PI3K-independent effects of the regulatory subunits

Several studies have identified PI3K-independent roles for p85α subunit that may better explain the inverse relationship between p85α abundance and insulin sensitivity. Such roles include binding and stabilization of the lipid phosphatase, PTEN (phosphatase and tensin homolog deleted on chromosome 10), which directly opposes PI3K action., Additional kinase-independent roles for p85α include nuclear translocation of XBP-1, important in ER stress signaling, and insulin-activation of c-Jun N-terminal kinase (JNK) through association with Cdc42. The p85β subunit has also been shown to bind and translocate XBP-1 into the nucleus. Kinase-independent roles have not yet been elucidated for the shorter Pik3r1 isoforms, p50α and p55α or for the Pik3r3, p55γ. However, novel, non-redundant PI3K signaling roles have been attributed to both p50α-PI3K and p55α-PI3K. For example, in activated T cells, p50α-PI3K was shown to accumulate at the immunological synapse to mediate ICOS signaling for cytokine production. In addition, p55α expression is specifically induced in cells infected by Epstein-Barr virus and p55α-PI3K is necessary for cell proliferation as knockdown of p55α in these cells resulted in apoptosis. In contrast, in mammary epithelial cells, signal transducer and activator of transcription 3 (STAT3) activation increases p55α and p50α expression and reduces PI3K activity and Akt signaling, leading to cell apoptosis, which is necessary for involution. Taken together, these studies reveal that differential increases in p85α, p55α, and p50α abundance is another mechanism used by cells to confer specificity of PI3K signaling in response to different stimuli.

Metabolic functions of PI3K

The function of PI3K is to convert phosphatidylinositol-4,5-bisphosphate (PIP2) into phosphatidylinositol-3,4,5-trisphosphate (PIP3) creating true second messengers in cellular membranes.
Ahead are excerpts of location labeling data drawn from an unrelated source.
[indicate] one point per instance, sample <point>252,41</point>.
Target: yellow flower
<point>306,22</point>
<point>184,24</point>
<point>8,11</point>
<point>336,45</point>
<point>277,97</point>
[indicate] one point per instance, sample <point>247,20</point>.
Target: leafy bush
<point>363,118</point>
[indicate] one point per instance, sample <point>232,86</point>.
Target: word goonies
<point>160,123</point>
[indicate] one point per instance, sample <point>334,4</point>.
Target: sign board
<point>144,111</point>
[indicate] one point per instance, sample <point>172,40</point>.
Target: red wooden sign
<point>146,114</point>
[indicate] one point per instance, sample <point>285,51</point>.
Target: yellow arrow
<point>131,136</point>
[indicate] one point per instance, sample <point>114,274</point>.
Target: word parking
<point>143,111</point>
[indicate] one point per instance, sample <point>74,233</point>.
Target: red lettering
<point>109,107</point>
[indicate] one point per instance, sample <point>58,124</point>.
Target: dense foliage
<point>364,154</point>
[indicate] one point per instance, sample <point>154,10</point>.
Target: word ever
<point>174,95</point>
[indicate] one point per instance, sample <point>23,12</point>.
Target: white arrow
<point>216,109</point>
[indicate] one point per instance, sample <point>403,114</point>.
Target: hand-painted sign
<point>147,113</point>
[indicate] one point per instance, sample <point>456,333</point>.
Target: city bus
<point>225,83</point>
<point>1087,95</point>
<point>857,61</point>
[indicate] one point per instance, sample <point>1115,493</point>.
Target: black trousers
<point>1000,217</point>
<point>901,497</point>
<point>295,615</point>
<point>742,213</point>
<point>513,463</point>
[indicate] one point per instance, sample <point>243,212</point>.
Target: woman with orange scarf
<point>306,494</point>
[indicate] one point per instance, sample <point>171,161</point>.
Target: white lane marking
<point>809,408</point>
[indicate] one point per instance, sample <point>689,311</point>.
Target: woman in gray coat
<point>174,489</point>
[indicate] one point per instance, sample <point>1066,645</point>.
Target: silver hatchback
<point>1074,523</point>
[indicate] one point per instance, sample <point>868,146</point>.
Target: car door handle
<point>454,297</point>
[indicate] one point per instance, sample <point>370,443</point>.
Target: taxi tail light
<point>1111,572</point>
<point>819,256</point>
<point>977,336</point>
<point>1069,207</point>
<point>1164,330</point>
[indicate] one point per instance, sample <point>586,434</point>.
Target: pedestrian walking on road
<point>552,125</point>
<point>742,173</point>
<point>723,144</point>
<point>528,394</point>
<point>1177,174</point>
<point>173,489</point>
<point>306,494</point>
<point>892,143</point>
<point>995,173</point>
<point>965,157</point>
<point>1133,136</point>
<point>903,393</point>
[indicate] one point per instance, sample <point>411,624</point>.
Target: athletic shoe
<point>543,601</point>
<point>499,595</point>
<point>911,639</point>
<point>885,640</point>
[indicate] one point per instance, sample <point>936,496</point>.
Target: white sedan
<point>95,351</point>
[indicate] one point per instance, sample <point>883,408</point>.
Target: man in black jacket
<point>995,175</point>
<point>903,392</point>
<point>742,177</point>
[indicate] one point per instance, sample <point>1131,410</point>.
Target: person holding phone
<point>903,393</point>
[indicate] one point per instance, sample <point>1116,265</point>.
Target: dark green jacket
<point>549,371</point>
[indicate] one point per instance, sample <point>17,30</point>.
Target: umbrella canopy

In an un-stimulated state, the heterodimer is held in the cytosol in a state of low kinase activity through its association with its regulatory subunit. With hormone or cytokine stimulation, PI3K regulatory subunits are recruited to adaptor proteins containing tyrosine phosphorylated (pYxxM) sites. In adipocytes, substrate metabolism is regulated by insulin activation of PI3K leading to increased glucose metabolism and decreased fat metabolism (Fig. 1). Insulin-stimulation leads to auto-phosphorylation of the insulin receptor and subsequent recruitment and tyrosine phosphorylation of insulin receptor substrate (IRS1–4) proteins. IRS proteins act as docking sites for the regulator subunits and binding leads to a conformational change that relieves kinase inhibition and brings the enzyme in close proximity to its lipid membrane substrate. After differentiation, the p110β subunit is the predominant insulin-responsive catalytic isoform in adipocytes. Increased PIP3 in the membrane attracts two key signaling proteins with lipid binding pleckstrin homology (PH) domains, PDK1 (phosphoinositide-dependent kinase-1) and PKB/Akt (protein kinase B). Akt isoforms are major downstream effector molecules of PI3K and are activated through phosphorylation by PDK1 at threonine 308 and by mTORC2 at serine 473. In adipocytes, Akt2 is the primary isoform that stimulates the translocation of the glucose transporter GLUT4 to the plasma membrane, thereby promoting the uptake of glucose into the cell.

Figure 1. Insulin-stimulated PI3K signaling in adipocyte and endothelial cells. Insulin binding to the insulin receptor (IR) leads to auto-phosphorylation at tyrosine residues and subsequent recruitment and tyrosine phosphorylation of insulin receptor substrate (IRS) proteins. IRS acts as a docking protein for PI3K and binding by regulatory subunit relieves kinase inhibition and brings the enzyme in close proximity to the phospholipid membrane. PI3K phosphorylates the 3′ site on the inositol ring forming phosphoinosital (3, 4, 5) phosphate (PIP3), which attracts lipid binding proteins, PDK1 and Akt. In adipocytes, activation of Akt is essential for glucose clearance by enhancing signals necessary for GLUT4 translocation to the plasma membrane and for suppression of lipolysis through phosphorylation and activation of phosphodiesterase 3b (PDE3b). Activation of PDE3b leads to inhibition of protein kinase A (PKA) and hormone sensitive lipase (HSL) by depleting cyclic AMP (cAMP). In vascular endothelial cells, activation of Akt by PI3K promotes angiogenesis and nitric oxide (NO) production for vascular tone. Akt also represses the expression of adhesion molecules involved in leukocyte rolling and adhesion to the vascular luminal wall.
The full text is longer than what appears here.